Agenda item

Review of Proposals for a Unitary Structure of Local Government for Leicestershire.


The Commission considered a report setting out the findings of its examination of the County Council’s proposals for a unitary structure for local government in Leicestershire.  A copy of the report marked ‘Agenda Item 9’ is filed with these minutes.


In introducing the report, the Chairman reminded members that the report did not make any clear recommendations but set out the findings from the evidence that had been gathered and issues which the business case should address.


Arising from discussion the following points were raised:-


(i)          The Commission indicated its support for the report, which presented an objective and balanced view of the evidence that had been considered.  Whilst a consensus on the way forward had not been reached, the discussions to date had enabled members to develop a greater understanding of the outline proposals and had identified some pitfalls to avoid.
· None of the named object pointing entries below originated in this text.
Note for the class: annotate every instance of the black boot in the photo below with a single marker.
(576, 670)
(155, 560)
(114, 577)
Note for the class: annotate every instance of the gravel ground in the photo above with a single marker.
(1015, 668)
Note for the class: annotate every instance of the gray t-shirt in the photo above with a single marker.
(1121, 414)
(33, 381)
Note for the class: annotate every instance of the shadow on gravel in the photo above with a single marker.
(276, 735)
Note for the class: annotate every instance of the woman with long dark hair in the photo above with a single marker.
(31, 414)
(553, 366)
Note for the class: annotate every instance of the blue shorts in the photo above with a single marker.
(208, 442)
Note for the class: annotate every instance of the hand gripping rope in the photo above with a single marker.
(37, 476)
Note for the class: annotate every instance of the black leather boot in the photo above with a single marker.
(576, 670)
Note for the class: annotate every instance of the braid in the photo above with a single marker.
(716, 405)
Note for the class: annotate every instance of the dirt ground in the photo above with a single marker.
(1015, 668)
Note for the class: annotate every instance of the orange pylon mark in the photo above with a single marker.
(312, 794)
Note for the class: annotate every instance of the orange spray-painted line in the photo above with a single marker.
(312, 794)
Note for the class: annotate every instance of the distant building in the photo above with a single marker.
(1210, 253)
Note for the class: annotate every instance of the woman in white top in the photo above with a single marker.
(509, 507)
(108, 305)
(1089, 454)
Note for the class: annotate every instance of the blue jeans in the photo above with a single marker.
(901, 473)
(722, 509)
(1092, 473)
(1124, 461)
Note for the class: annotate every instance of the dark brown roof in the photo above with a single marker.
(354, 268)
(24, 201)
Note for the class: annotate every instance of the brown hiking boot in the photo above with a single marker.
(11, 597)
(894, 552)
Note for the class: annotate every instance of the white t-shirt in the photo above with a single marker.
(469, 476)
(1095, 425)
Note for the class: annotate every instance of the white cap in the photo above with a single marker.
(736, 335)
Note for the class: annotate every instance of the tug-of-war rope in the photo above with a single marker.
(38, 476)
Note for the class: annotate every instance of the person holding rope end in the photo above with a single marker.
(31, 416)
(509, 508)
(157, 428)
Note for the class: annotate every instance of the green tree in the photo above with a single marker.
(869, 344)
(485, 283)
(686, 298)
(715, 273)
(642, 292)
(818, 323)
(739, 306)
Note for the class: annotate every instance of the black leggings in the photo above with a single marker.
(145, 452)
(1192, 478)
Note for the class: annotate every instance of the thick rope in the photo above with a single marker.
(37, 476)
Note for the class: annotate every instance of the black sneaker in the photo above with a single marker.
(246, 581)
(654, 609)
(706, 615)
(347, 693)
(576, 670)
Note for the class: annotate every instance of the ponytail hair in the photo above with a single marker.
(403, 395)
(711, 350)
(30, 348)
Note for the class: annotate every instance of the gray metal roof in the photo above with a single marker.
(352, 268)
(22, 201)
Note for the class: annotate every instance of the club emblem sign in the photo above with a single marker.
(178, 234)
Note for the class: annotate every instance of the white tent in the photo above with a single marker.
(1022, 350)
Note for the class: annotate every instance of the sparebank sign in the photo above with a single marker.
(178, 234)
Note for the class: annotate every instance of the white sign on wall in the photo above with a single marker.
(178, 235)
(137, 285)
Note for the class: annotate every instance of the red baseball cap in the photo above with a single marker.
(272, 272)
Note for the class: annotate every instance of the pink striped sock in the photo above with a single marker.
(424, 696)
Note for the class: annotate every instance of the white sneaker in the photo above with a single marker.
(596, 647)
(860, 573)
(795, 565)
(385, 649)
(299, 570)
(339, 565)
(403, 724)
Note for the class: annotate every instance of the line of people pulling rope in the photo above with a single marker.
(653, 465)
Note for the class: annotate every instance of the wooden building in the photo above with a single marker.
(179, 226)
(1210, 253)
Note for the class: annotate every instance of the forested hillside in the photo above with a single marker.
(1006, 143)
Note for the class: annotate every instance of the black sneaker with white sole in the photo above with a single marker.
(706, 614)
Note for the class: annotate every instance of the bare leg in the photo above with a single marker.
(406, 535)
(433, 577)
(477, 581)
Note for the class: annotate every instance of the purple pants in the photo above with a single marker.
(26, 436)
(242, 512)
(ii)         There was a general recognition of the need for change and for a more streamlined approach to local government in Leicestershire.  However, members of the Commission would welcome greater consideration of options to share services between the County Council and District Councils.


(iii)       Some concern was expressed that the Commission had not undertaken a detailed exploration of the option of two unitary authorities for Leicestershire.  It was hoped that the business case would include more detail on the options.  A further view was expressed that the proposal for a unitary structure of local government in Leicestershire should be abandoned.


(iv)       It was noted that the Government’s criteria for unitary proposals included the need for a population substantially in excess of 300,000.  However, guidance on the upper size limit had not been issued.  It would be useful to explore issues relating to size further; a single unitary authority for Leicestershire would have a population that was more than double the lower limit in the criteria.


(v)        It was reported that staff in district councils were feeling unsettled by the proposals and a member suggested that a clear message should be sent to them regarding the process and how staffing issues would be addressed if the proposals progressed.


(vi)       It was noted that the County Council’s financial situation remained challenging and that there was still no clarity around the outcome of the national fairer funding review.  Some members could see logic behind the concept of a single tier of local government for Leicestershire but felt that the economic and local factors, including why some councils had abandoned unitary proposals, had not been sufficiently investigated.


(vii)     A member suggested that the financial case for change should include a greater level of detail than had been presented to date.  Comparisons made with the level of savings that existing unitary authorities had achieved should also be put in the context of the savings that the County Council had already achieved through austerity.


(viii)    Some concern was expressed that the ‘transition then transformation’ approach did not give a clear picture of what the future organisation would ultimately be like and that this resulted in prolonged uncertainty for staff.


(ix)       If a new unitary authority was created for Leicestershire, it would need a culture that enabled it to engage with communities in a meaningful way.


(x)        Some members emphasised the importance of being open-minded and of concentrating on what would best deliver services for the people of Leicestershire.  It was recognised that the national direction of travel was to move towards a unitary structure for local government and that the local focus ought not to be on preserving structures.




That the report and comments now made be submitted to the Cabinet for consideration at its meeting on 29 March 2019.